BALTIMORE, MD (WEAA)— Mayor Brandon Scott announced a new summer internship program for high school students focused on increasing economic opportunities for Baltimore youth and expanding their access to careers in technology.


“Baltimore is home to a growing tech industry, and partnerships like this one show the power of local government, nonprofits, and the private sector coming together for the benefit of our young people,” said Mayor Brandon M. Scott. “We must continue to build on this cross-sector collaboration to create more pathways to careers for Baltimore youth, which will undoubtedly build a more equitable, thriving city.” 


The six-week paid pilot program, Baltimore Tracks, is facilitated in partnership with YouthWorks. 


City officials say, 12 students will be placed with one of 10 local technology companies in the first year of the program.



Throughout the internship, students will receive training from two non-profit organizations; Code in the Schools and Pass IT On. 


“The engagement and collaboration that led to the creation of these internships for City Schools students in our IT pathways is precisely what we want to continue cultivating across the City in order for City Schools, industry, and the community to collectively forge pathways towards strategic career readiness for Baltimore youth,” said  Kumasi Vines, Director Career Readiness at Baltimore City Schools.

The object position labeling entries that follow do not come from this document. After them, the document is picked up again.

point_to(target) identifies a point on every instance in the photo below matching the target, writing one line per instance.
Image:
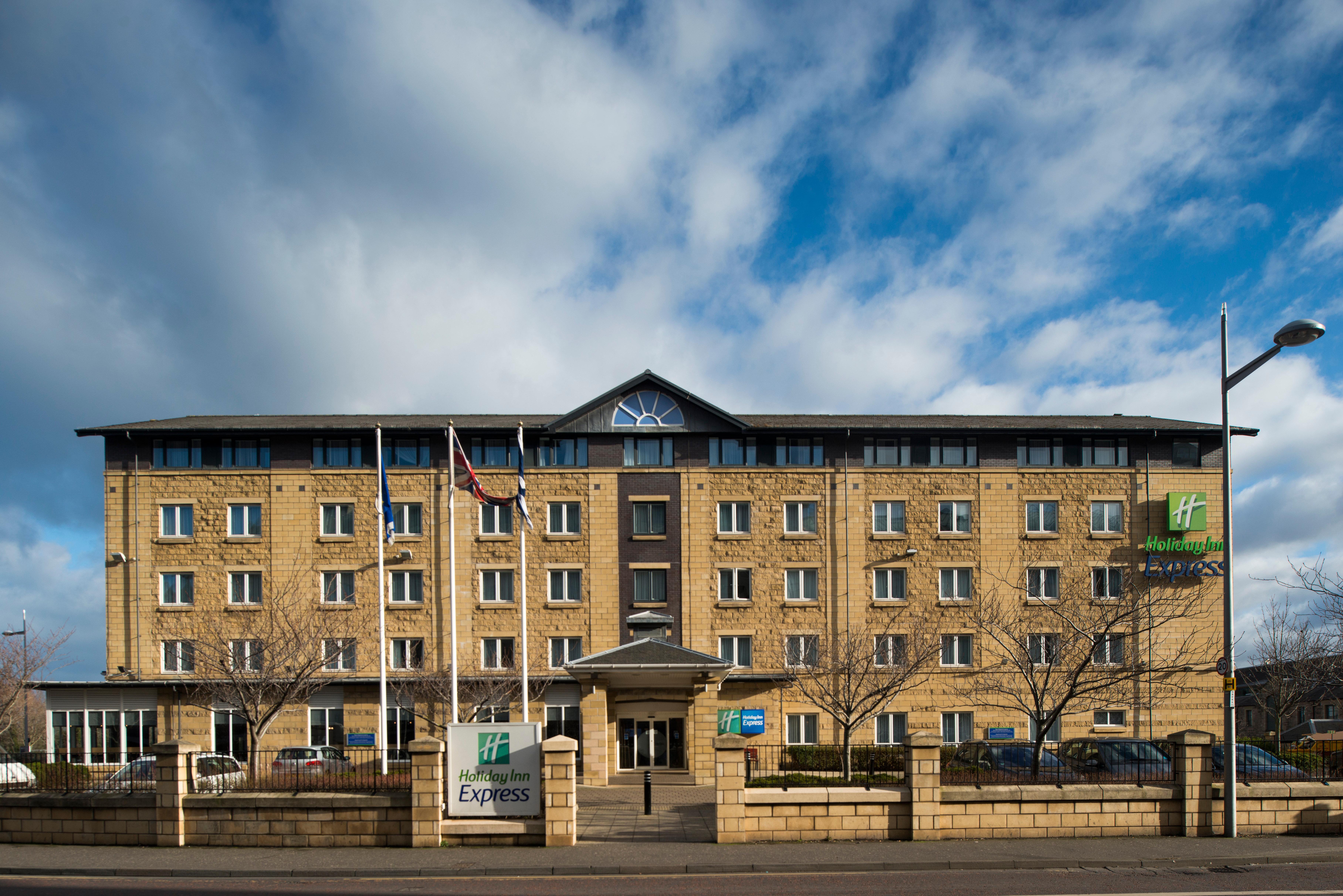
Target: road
(1256, 880)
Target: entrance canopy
(651, 664)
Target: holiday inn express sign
(495, 770)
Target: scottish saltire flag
(389, 519)
(522, 482)
(467, 480)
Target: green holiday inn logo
(492, 749)
(1186, 511)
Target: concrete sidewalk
(667, 859)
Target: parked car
(1252, 762)
(14, 774)
(311, 761)
(214, 773)
(1125, 758)
(1009, 760)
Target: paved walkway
(681, 815)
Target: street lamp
(27, 745)
(1295, 334)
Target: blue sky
(985, 208)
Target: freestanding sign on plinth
(493, 770)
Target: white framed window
(340, 655)
(245, 656)
(407, 653)
(566, 651)
(1043, 585)
(244, 588)
(800, 518)
(566, 518)
(651, 586)
(888, 516)
(1043, 518)
(496, 653)
(735, 518)
(338, 519)
(1052, 735)
(957, 649)
(958, 727)
(1109, 584)
(890, 651)
(890, 585)
(566, 586)
(407, 586)
(735, 649)
(1043, 649)
(338, 588)
(244, 521)
(1109, 518)
(409, 519)
(496, 519)
(954, 585)
(734, 585)
(800, 585)
(496, 586)
(804, 727)
(175, 521)
(1109, 649)
(802, 651)
(954, 516)
(892, 727)
(177, 589)
(179, 656)
(651, 518)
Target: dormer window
(648, 409)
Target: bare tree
(19, 667)
(1044, 656)
(267, 659)
(1294, 660)
(857, 674)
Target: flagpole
(526, 694)
(382, 602)
(452, 553)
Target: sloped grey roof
(647, 652)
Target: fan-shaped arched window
(648, 409)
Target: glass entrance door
(652, 743)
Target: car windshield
(1131, 752)
(1020, 757)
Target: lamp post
(27, 745)
(1295, 334)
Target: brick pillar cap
(559, 743)
(923, 739)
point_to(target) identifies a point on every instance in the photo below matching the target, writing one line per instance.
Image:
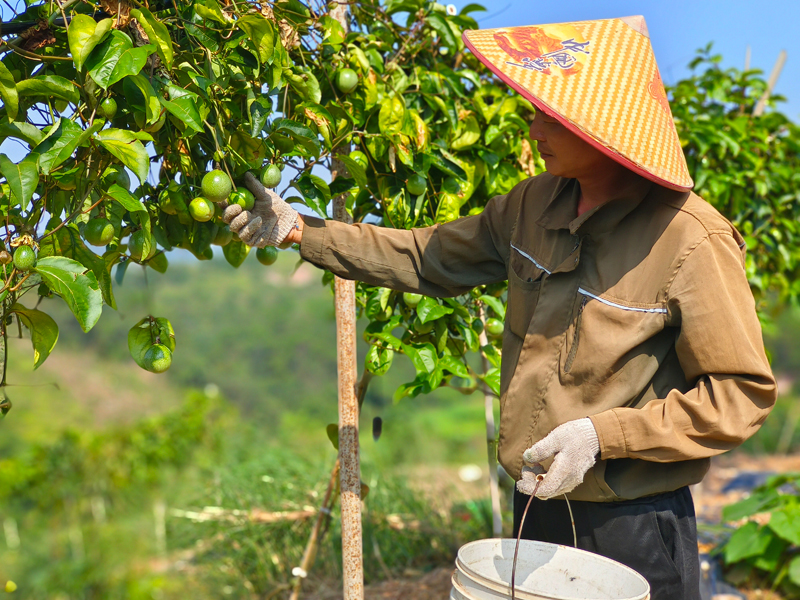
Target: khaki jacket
(637, 314)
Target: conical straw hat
(599, 79)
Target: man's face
(564, 153)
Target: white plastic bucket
(544, 572)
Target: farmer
(632, 352)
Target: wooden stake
(350, 468)
(488, 400)
(773, 79)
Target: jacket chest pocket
(524, 281)
(604, 336)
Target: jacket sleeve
(442, 260)
(721, 351)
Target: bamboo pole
(488, 401)
(349, 467)
(773, 79)
(310, 552)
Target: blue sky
(679, 27)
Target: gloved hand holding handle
(270, 222)
(574, 446)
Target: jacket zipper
(576, 338)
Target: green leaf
(76, 285)
(117, 58)
(379, 360)
(44, 331)
(83, 34)
(315, 191)
(334, 32)
(126, 199)
(67, 242)
(794, 570)
(152, 105)
(28, 133)
(429, 309)
(157, 32)
(59, 145)
(467, 134)
(455, 366)
(771, 557)
(145, 333)
(125, 146)
(358, 172)
(304, 83)
(496, 304)
(199, 33)
(185, 108)
(749, 540)
(235, 252)
(392, 115)
(786, 523)
(262, 33)
(439, 24)
(8, 91)
(49, 86)
(423, 356)
(332, 430)
(209, 9)
(22, 178)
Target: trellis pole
(350, 469)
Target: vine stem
(488, 399)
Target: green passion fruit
(346, 80)
(157, 358)
(243, 197)
(412, 299)
(202, 209)
(136, 246)
(24, 258)
(494, 327)
(107, 108)
(271, 176)
(216, 185)
(99, 231)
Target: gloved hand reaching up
(268, 223)
(574, 445)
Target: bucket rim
(502, 586)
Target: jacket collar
(560, 212)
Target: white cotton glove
(574, 446)
(268, 223)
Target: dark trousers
(656, 536)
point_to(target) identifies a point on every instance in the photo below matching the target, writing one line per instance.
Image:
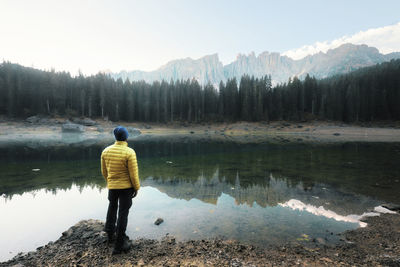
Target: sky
(92, 36)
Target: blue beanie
(120, 133)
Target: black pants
(123, 197)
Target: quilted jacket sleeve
(133, 170)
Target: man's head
(120, 133)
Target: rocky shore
(46, 131)
(85, 244)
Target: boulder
(84, 121)
(33, 119)
(159, 221)
(133, 131)
(72, 128)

"At Code in the Schools we know for a fact that talent is everywhere but opportunity is not. We see it every day. The young people who come through our programs have so much talent and are just waiting for that opportunity,” said Gretchen LeGrand, CEO of Code in the Schools. “The Baltimore Tracks internship pilot is a great start and we’re so thrilled by this group of tech companies and the thought they have put into the projects that the young people will be working on this summer."


“The key to creating a truly diverse technology workforce is exposure. However, many youth in Baltimore City are never given the chance to be exposed to high tech career fields. They miss out on the opportunity to enter life changing career paths. Companies also miss out on bright and talented employment candidates who could contribute greatly to their organization’s efforts if given a chance,” said Professor Willie Sanders, Executive Director of Pass IT On. “That’s why this partnership and program are so critical. It will help remove the barriers to exposure that keep many of our kids from excelling.”


The internship will also provide students with the opportunity to work with artificial intelligence, build websites, learn how to code in JavaScript and CSS, and more. 



Jodi Aryee, a senior at Baltimore Polytechnic Institute says, “Coding has opened my eyes and allowed me to become more aware because code is everywhere and its millions of lines creating the simplest and easiest things to use like texting or searching. I have a feeling of joy when my code works and I see others using and enjoying it.” 


Theodore Bailey, a recent graduate of Edmondson-Westside High School says he is looking forward to the internship and is excited about how it will impact his future.  “Technology really intrigues me and keeps me focused. Eventually, I want to start my own web design business where I help companies and organizations do a better job promoting their services. I am looking forward to my tech internship this summer because I will continue to improve my technology and business skills and will use the experience for the next step in my career.” 


Michael Castagnola, Chief of Staff at SmartLogic and Baltimore Tracks says, “Businesses must be active participants in solving challenges in the communities in which they operate. We can not solely rely on government or non-profits to solve social challenges — we need to collaborate across sectors to tackle big challenges. In this case, Baltimore City youth need more access to high paying careers of the future.”